Segera aku menutup mulutku dan menggigit lidahku.
Sejenak aku menoleh pada Edwin yang sedang memalingkan wajahnya sambil menutup matanya. Aku yakin dia
pun sedang menahan desahannya. Bukan hanya itu saja, ketika dorongan itu terjadi tiba-tiba dengan cepat tangan
kirinya meremas pahaku. Aku dan dia memang berada dipojokan terdalam lift sehingga orang lain tidak akan
menyadari kalau Edwin meremas pahaku. Aku semakin meremas tanganku. Tidak mungkin aku berteriak.
"Aduh, maaf ya mbak," kata wanita itu dan hanya aku jawab dengan anggukan kepala saja.
Keadaan tidak berubah ketika kini kurasakan kalau dia meraba pahaku dengan lembut. Tubuhku terasa panas.
Hasratku terbakar. Apa yang dia lakukan? Tanpa menarik perhatian orang yang berada disampingnya, Edwin mulai
bergerak dengan dalih membetulkan posisi berdirinya secara perlahan yang membuatku terangsang. Sungguh aku
sudah tidak tahan lagi dengan gerakan ini. Aku jadi teringat dengan keinginanku untuk bercinta dengan Wildan yang
hanya terpuaskan lewat sentuhan seperti ini.

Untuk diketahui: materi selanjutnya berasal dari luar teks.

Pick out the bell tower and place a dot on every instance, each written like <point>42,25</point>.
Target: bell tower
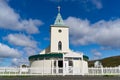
<point>59,42</point>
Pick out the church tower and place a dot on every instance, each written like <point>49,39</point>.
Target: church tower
<point>59,41</point>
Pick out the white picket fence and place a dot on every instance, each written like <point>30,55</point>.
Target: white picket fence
<point>104,71</point>
<point>10,71</point>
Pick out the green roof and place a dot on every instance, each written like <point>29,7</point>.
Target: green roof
<point>59,20</point>
<point>51,55</point>
<point>86,58</point>
<point>42,56</point>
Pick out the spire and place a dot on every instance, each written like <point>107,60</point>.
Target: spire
<point>59,20</point>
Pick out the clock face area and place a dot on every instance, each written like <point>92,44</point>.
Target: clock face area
<point>59,30</point>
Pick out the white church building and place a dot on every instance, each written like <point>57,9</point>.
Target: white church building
<point>58,58</point>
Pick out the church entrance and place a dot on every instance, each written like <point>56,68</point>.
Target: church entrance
<point>60,64</point>
<point>68,67</point>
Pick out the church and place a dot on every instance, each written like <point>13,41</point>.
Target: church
<point>58,58</point>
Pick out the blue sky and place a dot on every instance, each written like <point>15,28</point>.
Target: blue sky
<point>25,24</point>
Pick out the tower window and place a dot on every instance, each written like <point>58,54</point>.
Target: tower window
<point>59,30</point>
<point>59,45</point>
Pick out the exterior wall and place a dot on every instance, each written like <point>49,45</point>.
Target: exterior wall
<point>42,65</point>
<point>84,67</point>
<point>56,37</point>
<point>45,51</point>
<point>76,67</point>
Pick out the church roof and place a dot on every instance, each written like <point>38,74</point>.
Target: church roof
<point>43,56</point>
<point>59,20</point>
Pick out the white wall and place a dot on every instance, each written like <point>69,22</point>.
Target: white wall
<point>56,37</point>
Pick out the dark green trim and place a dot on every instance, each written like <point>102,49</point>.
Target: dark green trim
<point>86,58</point>
<point>46,56</point>
<point>59,26</point>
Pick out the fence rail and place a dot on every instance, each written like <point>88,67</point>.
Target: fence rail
<point>58,71</point>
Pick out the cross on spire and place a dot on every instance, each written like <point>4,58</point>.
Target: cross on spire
<point>59,9</point>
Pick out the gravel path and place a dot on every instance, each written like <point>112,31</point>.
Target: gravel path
<point>60,78</point>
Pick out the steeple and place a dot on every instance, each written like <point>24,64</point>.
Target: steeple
<point>59,20</point>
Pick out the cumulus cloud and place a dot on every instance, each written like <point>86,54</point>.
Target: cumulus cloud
<point>104,33</point>
<point>21,40</point>
<point>7,52</point>
<point>97,3</point>
<point>11,20</point>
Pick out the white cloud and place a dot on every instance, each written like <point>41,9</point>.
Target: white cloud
<point>21,40</point>
<point>6,51</point>
<point>105,33</point>
<point>11,20</point>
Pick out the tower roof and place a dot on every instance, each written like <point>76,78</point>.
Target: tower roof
<point>59,20</point>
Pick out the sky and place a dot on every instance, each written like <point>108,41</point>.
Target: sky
<point>25,24</point>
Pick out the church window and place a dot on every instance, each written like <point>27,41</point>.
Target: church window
<point>59,30</point>
<point>59,45</point>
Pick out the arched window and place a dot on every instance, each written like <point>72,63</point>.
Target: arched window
<point>59,45</point>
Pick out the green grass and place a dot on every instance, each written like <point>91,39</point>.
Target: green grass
<point>107,62</point>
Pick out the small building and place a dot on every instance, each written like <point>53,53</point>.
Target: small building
<point>98,64</point>
<point>58,58</point>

Tangan Edwin semakin tidak terkontrol. Secara perlahan tangannya mulai menyelinap kedalam rokku. Jantungku
semakin berdegup kencang. Sensasi ini membangkitkan gairah sex-ku. Aku tidak bisa tinggal diam. Seenaknya saja
dia memperlakukan aku seperti ini. Kulihat tinggal satu lantai lagi menuju basement, akan aku balas perbuatan dia
yang membuatku harus menahan agar desahanku tidak keluar. Begitu sampai di basement dan pintu lift terbuka dan
semua orang saling bergantian untuk keluar, dengan sengaja aku menghentakkan bokongku secara cepat kebelakang
sehingga ada hentakan dengan kejantanan Edwin yang mampu membuat dia mendesah lembut. Namun dia cerdik,
desahannya itu tertutupi dengan pura-pura batuk agar orang-orang tidak curiga.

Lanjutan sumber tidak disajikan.